Flood prediction in ungauged basins with machine learning and satellite precipitation data

Global hydrologic climate assessments posit increasing flood risk. Hydrologic forecasting is critical in both gauged and ungauged basins having implications not only for hazard assessments and the development of mitigation strategies but also for informing the design and operation of critical infrastructure. The hydrology community grapples with the need to predict floods particularly in ungauged basins where the absence of continuous and spatially representative precipitation and streamflow data are enunciated. 
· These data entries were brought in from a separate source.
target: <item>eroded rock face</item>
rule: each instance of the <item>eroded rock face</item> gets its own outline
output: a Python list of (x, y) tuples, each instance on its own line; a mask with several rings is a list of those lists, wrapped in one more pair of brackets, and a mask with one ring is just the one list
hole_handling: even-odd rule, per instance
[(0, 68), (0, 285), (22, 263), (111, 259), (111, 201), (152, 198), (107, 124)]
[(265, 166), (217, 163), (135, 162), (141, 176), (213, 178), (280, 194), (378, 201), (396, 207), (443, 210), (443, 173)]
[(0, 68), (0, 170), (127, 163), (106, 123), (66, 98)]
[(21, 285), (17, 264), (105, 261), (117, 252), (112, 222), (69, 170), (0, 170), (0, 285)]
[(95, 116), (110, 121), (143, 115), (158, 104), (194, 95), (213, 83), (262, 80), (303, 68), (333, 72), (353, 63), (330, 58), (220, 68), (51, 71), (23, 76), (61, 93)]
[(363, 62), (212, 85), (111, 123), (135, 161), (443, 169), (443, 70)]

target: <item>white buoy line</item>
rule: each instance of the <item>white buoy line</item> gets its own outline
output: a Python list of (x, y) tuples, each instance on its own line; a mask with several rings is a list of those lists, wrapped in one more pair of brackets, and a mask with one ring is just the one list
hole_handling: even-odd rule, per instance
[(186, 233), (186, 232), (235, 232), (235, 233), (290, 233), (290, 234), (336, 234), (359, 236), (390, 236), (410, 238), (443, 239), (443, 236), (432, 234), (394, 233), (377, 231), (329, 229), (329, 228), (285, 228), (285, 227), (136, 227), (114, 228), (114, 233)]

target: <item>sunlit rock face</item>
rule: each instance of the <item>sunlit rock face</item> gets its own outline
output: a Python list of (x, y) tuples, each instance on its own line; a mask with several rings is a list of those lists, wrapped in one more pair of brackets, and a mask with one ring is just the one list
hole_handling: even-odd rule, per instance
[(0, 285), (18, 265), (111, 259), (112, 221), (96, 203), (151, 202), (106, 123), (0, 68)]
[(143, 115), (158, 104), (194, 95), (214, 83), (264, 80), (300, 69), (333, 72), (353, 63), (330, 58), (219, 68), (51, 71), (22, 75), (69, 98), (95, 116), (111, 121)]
Global precipitation observations from satellite constellations combined with recent advancements of hydrologic forecasting with machine-learning (ML) models, offer an attractive solution for addressing flood prediction in ungauged regions. Towards that end, in this work, we investigate a) the performance of ML flood prediction models integrated with satellite precipitation estimates and b) the transferability/applicability of ML models trained in data rich regions for flood prediction in ungauged regions. We use NASA IMERG precipitation dataset for ML-based predictions and we train the ML models for ~600 catchments from different hydroclimatic zones in Contiguous US. The performance of the ML-IMERG predictions are then evaluated for a large number of catchments (~1000) in the UK, Brazil, Chile and Australia. Predictive performance is evaluated with respect to climate and catchment characteristics in each region. Results suggest that despite the variability in the performance across regions, there is great promise on the integration of global satellite precipitation estimates with ML models for flood prediction in ungauged basins.